Hasta el momento los fracasos más grandes en los procesos de aprendizaje desatados en el contexto del desarrollo social, se encuentran marcados por este factor: la inaplicabilidad de los elementos analizados y teorizados, producto de la imposibilidad de tomar estos aspectos y jugar con ellos para su recreación y enriquecimiento. Esto nos da como desalentador resultado que no hemos contribuido en el crecimiento individual y colectivo (ni nuestro ni del conjunto con el que trabajamos) sino en el acopio de información que no posibilita autonomía –como ya se había mencionado- ni mejora la capacidad de decisión.
Frente a esta realidad, en GAMMA desatamos la dialéctica no sólo en el discurso de un taller o de un evento, por definición nos tomamos el tiempo necesario para la aplicación de cada teorización, propia o ajena; de la misma manera, pensamos que cualquier evento de aprendizaje para serlo debe estar inserto en un proceso más grande, es decir, debe estar ubicado en algún espacio de la espiral de la que habíamos comentado. Así, si hablamos de herramientas de género, desarrollamos desde la metodología planteada los elementos de aplicación y renovación que generen un nuevo conocimiento. Como diría mi hermana Irene, “todo lo que trabajemos teóricamente en torno a nuestra apuesta debe contar con su tren de aterrizaje”. En este mismo sentido, si hablamos de herramientas de género, éstas deben ser un factor que provoque movimiento en la espiral para incidir positivamente en el proceso más profundo; en el cambio que queremos alcanzar.
Para saldar
Después de lo expuesto en torno a estos dos conectores de intervención, nos quedan dos cosas por decir:
La primera: pensamos que la formación promueve transformación, por tanto es nuestra propuesta arriesgarnos en este ámbito. Si hemos tomado el aprendizaje como herramienta de acompañamiento a las organizaciones, si en nuestro plan de intervención se contempla este camino, retémonos a hacerlo desde la perspectiva integral de la formación.
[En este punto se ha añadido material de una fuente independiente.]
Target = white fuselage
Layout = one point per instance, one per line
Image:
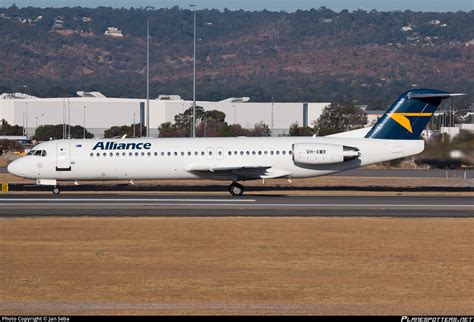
(189, 158)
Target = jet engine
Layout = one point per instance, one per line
(313, 153)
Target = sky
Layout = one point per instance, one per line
(272, 5)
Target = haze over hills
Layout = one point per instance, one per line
(315, 55)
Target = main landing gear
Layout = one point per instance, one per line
(56, 190)
(236, 189)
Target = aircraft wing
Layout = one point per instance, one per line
(241, 172)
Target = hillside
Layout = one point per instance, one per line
(316, 55)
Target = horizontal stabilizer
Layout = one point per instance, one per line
(434, 95)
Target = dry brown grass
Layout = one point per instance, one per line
(236, 266)
(326, 181)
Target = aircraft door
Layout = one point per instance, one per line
(220, 153)
(63, 156)
(210, 153)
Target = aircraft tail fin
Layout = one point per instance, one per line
(409, 115)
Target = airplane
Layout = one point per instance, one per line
(395, 135)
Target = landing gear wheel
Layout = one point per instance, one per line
(236, 189)
(56, 191)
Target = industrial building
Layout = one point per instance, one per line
(98, 113)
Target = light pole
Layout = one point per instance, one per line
(271, 131)
(84, 122)
(194, 73)
(134, 124)
(26, 119)
(23, 116)
(148, 72)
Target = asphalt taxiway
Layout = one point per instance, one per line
(20, 205)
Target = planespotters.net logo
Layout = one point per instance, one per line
(437, 319)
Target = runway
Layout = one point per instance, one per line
(268, 206)
(418, 173)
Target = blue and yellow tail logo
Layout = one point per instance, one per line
(408, 115)
(404, 119)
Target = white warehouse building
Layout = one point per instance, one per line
(99, 113)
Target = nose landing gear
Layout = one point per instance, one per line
(236, 189)
(56, 190)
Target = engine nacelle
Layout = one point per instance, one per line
(314, 153)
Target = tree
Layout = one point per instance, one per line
(296, 130)
(183, 121)
(261, 129)
(47, 132)
(340, 117)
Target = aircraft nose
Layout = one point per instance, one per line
(15, 168)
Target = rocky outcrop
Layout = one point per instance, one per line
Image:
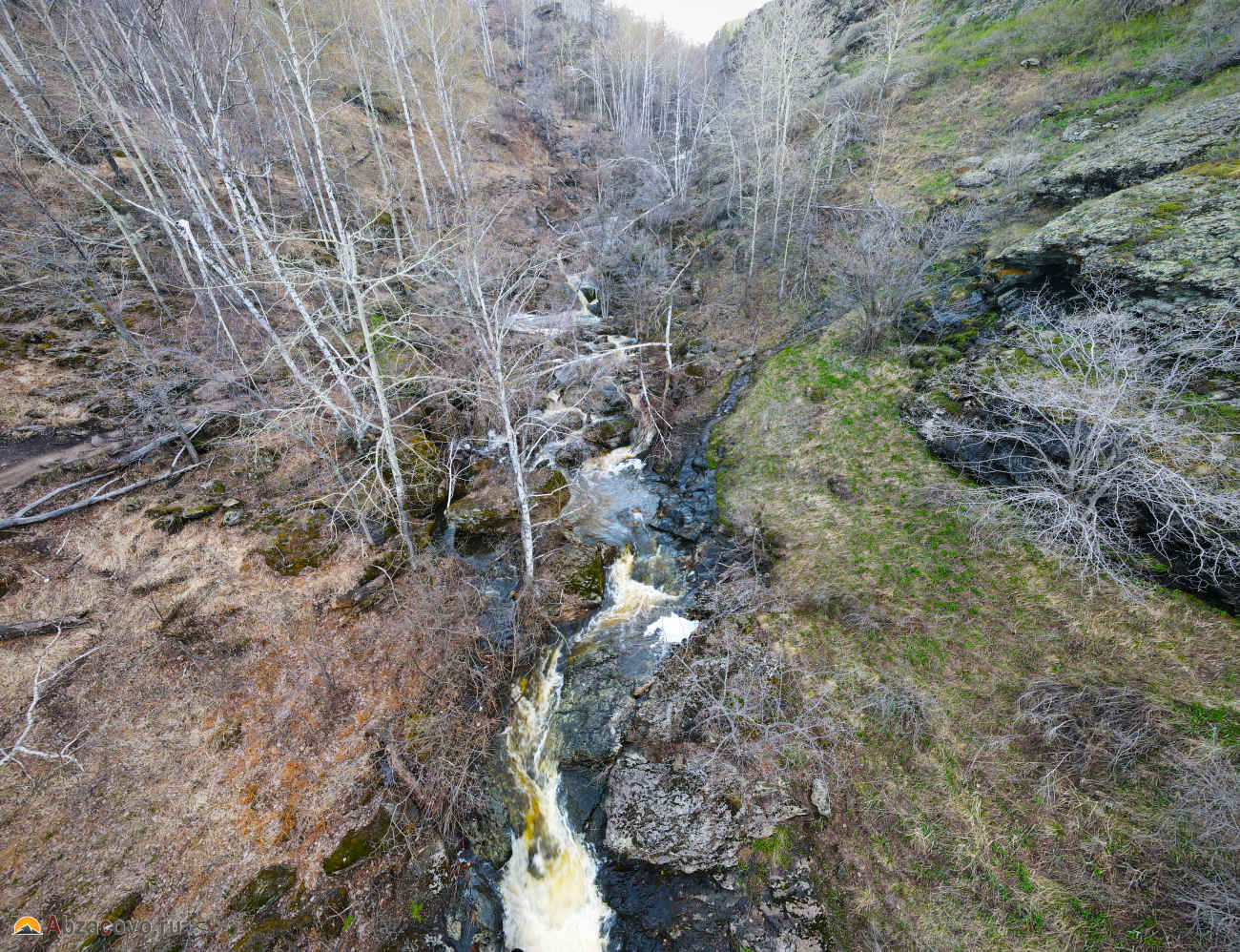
(1168, 244)
(662, 814)
(1153, 148)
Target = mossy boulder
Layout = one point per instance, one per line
(550, 493)
(488, 509)
(578, 571)
(420, 465)
(1172, 244)
(611, 431)
(267, 935)
(359, 844)
(297, 542)
(265, 888)
(1161, 144)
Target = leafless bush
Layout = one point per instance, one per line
(1095, 440)
(742, 588)
(900, 709)
(1091, 725)
(885, 257)
(761, 708)
(1206, 873)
La segunda: sostenemos que la información es un sendero por el que se llega a la reproducción del sistema, por ende, opinamos que no vale la pena derrochar tanta energía y tantos recursos para perpetuar el sistema. Para esto ya se han creado suficientes y efectivas formas, de las que todas las personas hemos sido y somos víctimas y cómplices. Una cosa es conocer lo que pasa (información) y otra entenderlo para buscar y encontrar la manera de cambiar aquello (formación – aprendizaje).
La mayoría de personas que estamos aquí hemos optado por intervenir en la realidad porque no compartimos lo que en ella sucede; este interés, independientemente de la motivación que tengamos, se ha explicitado, por esto reiteramos que nuestra búsqueda no se direcciona a la adaptación de lo que “ya está dado”, no tendría sentido. Incitamos, entonces, a transformar lo establecido, más allá del tiempo que nos tome, más allá de la premura coyuntural.